La Vache qui chantait le futur est inspiré d'images sans filtre qui sont apparues au cours des premières années de la conception de cette histoire : "En tant que femme latino-américaine, vous êtes parfois infantilisée et moins prise au sérieux, surtout lorsque vous travaillez avec des hommes blancs plus âgés."
"Cela ne m’a pas empêché de créer, mais cela a rendu le processus créatif moins fluide, parce que je dois rationaliser et analyser certains comportements, soit pour modifier mon approche professionnelle lors de réunions, soit pour demander à quelqu’un d’autre d’observer leur comportement à mon égard."

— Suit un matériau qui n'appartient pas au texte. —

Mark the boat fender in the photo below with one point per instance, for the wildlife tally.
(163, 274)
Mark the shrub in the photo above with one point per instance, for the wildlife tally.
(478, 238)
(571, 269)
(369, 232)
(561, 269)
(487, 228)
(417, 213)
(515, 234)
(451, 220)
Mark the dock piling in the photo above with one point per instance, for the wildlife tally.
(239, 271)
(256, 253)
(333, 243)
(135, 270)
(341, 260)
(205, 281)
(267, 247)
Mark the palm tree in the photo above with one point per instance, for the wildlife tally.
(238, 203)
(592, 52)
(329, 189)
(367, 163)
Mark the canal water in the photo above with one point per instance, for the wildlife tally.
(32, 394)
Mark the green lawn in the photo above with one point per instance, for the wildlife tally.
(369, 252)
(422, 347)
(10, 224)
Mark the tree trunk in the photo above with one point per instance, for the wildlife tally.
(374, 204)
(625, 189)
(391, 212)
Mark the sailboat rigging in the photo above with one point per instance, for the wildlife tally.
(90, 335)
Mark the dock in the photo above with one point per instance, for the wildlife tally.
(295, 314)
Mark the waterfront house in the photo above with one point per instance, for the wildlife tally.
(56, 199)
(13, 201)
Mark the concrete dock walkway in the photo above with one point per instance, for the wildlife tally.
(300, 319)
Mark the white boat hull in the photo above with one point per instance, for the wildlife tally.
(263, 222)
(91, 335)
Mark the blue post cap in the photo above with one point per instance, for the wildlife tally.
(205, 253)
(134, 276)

Dans le film, Francisca Alegría aborde le thème de la nature maternelle. Lorsqu'elle a commencé à écrire le film, la réalisatrice devait guérir du lien avec sa mère : "Je n’étais pas consciente de la façon dont je l’avais punie, ainsi que d’autres femmes dans la famille. Au lieu de cela, j’avais idéalisé mon père et les autres hommes. Lentement, j’ai commencé à «abattre» ces codes subconscients, qui brouillaient mon expérience de femme et de créatrice."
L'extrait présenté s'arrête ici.